À la veille du vote de confiance auquel il se soumettra, le chef du Parti québécois (PQ), Jean-François Lisée, a prononcé un discours attendu. Face à un parterre de militants chauffés à bloc, le chef du PQ a déclaré qu'il avait pour objectif de « chasser les libéraux sans les remplacer par les caquistes et réaliser l'indépendance ».

Jean-François Lisée a d'abord brossé un tableau peu reluisant des libéraux au pouvoir avant de promettre un Québec meilleur avec un gouvernement péquiste.

« Contrairement au PLQ, nous allons protéger nos sièges sociaux », a lancé Jean-François Lisée.

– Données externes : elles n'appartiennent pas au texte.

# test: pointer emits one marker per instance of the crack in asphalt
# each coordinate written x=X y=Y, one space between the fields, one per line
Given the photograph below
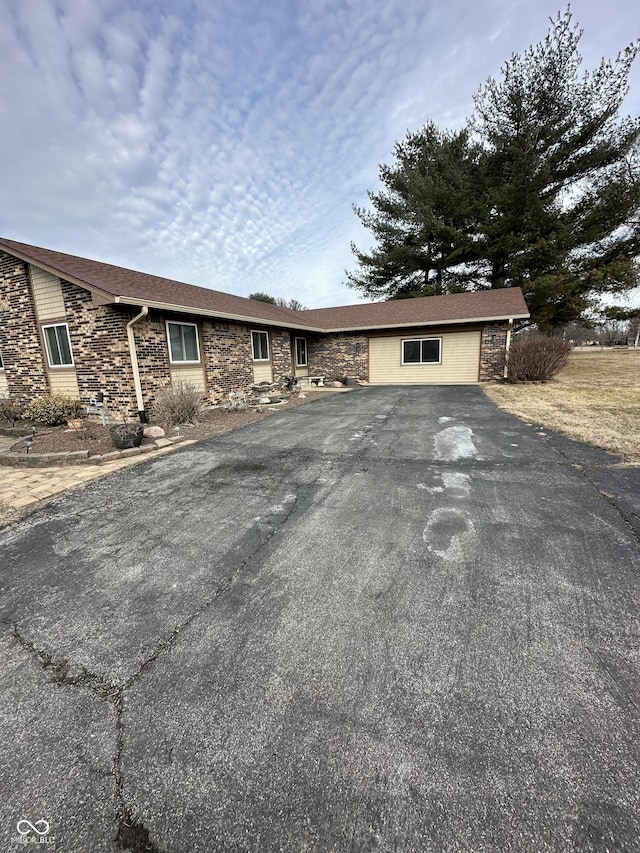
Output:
x=131 y=834
x=62 y=673
x=584 y=470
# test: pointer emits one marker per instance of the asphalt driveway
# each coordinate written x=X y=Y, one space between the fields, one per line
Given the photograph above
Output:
x=391 y=620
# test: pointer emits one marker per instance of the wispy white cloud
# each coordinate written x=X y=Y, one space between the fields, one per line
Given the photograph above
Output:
x=224 y=144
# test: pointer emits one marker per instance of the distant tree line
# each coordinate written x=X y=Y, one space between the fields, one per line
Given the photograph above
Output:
x=292 y=304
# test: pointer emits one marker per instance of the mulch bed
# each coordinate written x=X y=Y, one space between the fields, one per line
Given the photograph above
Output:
x=95 y=437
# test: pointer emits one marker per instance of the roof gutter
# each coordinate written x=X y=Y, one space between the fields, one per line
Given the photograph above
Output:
x=134 y=363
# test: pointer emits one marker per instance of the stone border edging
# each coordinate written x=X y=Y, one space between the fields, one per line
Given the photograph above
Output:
x=81 y=457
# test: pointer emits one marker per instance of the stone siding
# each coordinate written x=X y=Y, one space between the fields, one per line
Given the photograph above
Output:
x=20 y=344
x=337 y=355
x=99 y=342
x=281 y=362
x=493 y=343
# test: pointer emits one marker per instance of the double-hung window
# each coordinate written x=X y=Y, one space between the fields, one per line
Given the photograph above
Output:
x=183 y=343
x=422 y=351
x=301 y=352
x=58 y=345
x=260 y=346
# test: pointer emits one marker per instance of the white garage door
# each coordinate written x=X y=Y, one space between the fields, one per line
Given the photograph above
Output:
x=452 y=358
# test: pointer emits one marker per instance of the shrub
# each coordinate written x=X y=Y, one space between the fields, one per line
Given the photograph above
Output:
x=536 y=358
x=53 y=410
x=10 y=410
x=178 y=404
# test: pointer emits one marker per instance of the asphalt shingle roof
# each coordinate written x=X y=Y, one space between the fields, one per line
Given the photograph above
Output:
x=137 y=288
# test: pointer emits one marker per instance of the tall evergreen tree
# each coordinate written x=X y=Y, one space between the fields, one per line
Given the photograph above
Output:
x=540 y=191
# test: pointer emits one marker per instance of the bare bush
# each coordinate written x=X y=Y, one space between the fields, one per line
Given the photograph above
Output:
x=536 y=358
x=10 y=410
x=180 y=403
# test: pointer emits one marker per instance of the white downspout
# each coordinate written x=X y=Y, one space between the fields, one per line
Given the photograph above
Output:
x=507 y=347
x=134 y=362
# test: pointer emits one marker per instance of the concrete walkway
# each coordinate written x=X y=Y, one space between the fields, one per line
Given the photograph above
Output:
x=22 y=488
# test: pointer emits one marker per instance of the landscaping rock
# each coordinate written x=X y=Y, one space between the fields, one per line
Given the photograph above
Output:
x=154 y=432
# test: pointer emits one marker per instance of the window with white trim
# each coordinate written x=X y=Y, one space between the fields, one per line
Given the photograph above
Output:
x=183 y=343
x=422 y=351
x=260 y=345
x=301 y=352
x=58 y=345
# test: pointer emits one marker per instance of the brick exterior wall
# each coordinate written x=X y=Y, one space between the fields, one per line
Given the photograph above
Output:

Son parti au pouvoir « favorisera l’achat local ». Il promet également « un cadre fiscal allégé » pour les nouvelles entreprises les cinq premières années.

Le chef péquiste s’engage à inciter au covoiturage et à l’autopartage et davantage de transport en commun, s’il est porté au pouvoir.

M. Lisée a également insisté sur la place des régions. « Les régions doivent déterminer elles-mêmes leurs projets de développement. »

Le chef du PQ prône plus de pouvoirs pour les professionnels de la Santé et souhaite étendre à tout le Québec les supercliniques. Les investissements consentis à ce secteur iront aux soins et non à la rémunération des médecins, avertit M. Lisée.

Il a également abordé la question de l’identité en scandant : « Nous sommes une nation! »

Jean-François Lisée a rappelé que la consultation sur la discrimination et le racisme, voulue par le gouvernement libéral, « sert à culpabiliser les Québécois ». Il y voit « une opération politique préélectorale ».

« J’ai hâte de diriger le gouvernement de l’inclusion », a-t-il ajouté.

Le chef péquiste a rappelé ses engagements pour une loi dans les 101 premiers jours visant à rétablir le droit de travailler en français. Les prochains immigrants devront aussi démontrer une bonne connaissance du français.

Avant de clore le sujet, M. Lisée a eu quelques mots pour les Autochtones. « L’identité québécoise doit beaucoup à son empreinte autochtone », a-t-il déclaré.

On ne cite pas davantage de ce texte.